A few dairy farmers want to alter how part of their checkoff funds are used.
According to Cyndi Hammond, their members would prefer the option of using checkoff funds to purchase milk and dairy products for charitable donations. “Our promotional dollars are really not being used like they should, and there are no real results in regard to how that money is being spent.”
For every hundredweight of milk, the dairy checkoff levies a fifteen-cent fee, with some of the funds going to national campaigns and some to Dairy Farmers of Wisconsin. According to Hammond, the checkoff should better inform customers about the antiviral properties of whole milk and its other health advantages. She adds that they would like to see the checkoff buy more products. “When the price goes down, then, we’re buying, and we’re buying fresh dairy products and donating them. It’s been going on and it’s phenomenal regarding how many members we’ve had in the last twelve years and the number of pounds of raw milk we’ve moved to donation.”

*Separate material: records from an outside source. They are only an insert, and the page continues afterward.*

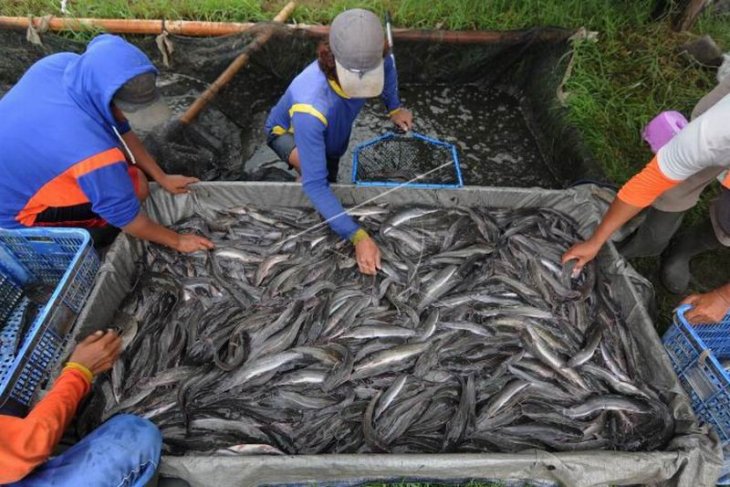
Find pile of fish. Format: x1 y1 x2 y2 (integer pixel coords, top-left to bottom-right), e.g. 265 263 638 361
81 206 674 454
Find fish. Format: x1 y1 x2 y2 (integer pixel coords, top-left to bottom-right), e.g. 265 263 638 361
79 205 675 456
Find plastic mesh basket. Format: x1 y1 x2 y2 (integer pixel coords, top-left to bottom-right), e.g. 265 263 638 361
662 305 730 485
352 132 464 188
0 228 99 414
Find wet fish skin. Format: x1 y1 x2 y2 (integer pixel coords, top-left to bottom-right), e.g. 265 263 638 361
87 206 673 454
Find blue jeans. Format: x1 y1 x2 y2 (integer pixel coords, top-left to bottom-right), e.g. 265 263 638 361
9 414 162 487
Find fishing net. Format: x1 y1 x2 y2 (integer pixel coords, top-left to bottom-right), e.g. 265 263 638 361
353 133 463 187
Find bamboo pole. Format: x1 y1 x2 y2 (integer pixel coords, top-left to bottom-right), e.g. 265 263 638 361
0 16 565 44
180 1 297 125
672 0 711 32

The Dairy Pricing Association, according to Hammond, wants to see a permanent shift of two cents from the current checkoff to go into buying the dairy donations, which helps support milk pricing at the farm gate.
The Commodity Credit Corporation was able to buy dairy goods according to the Dairy Production Stabilisation Act of 1983, and according to Hammond, there have been no modifications or additions to the law since it was passed.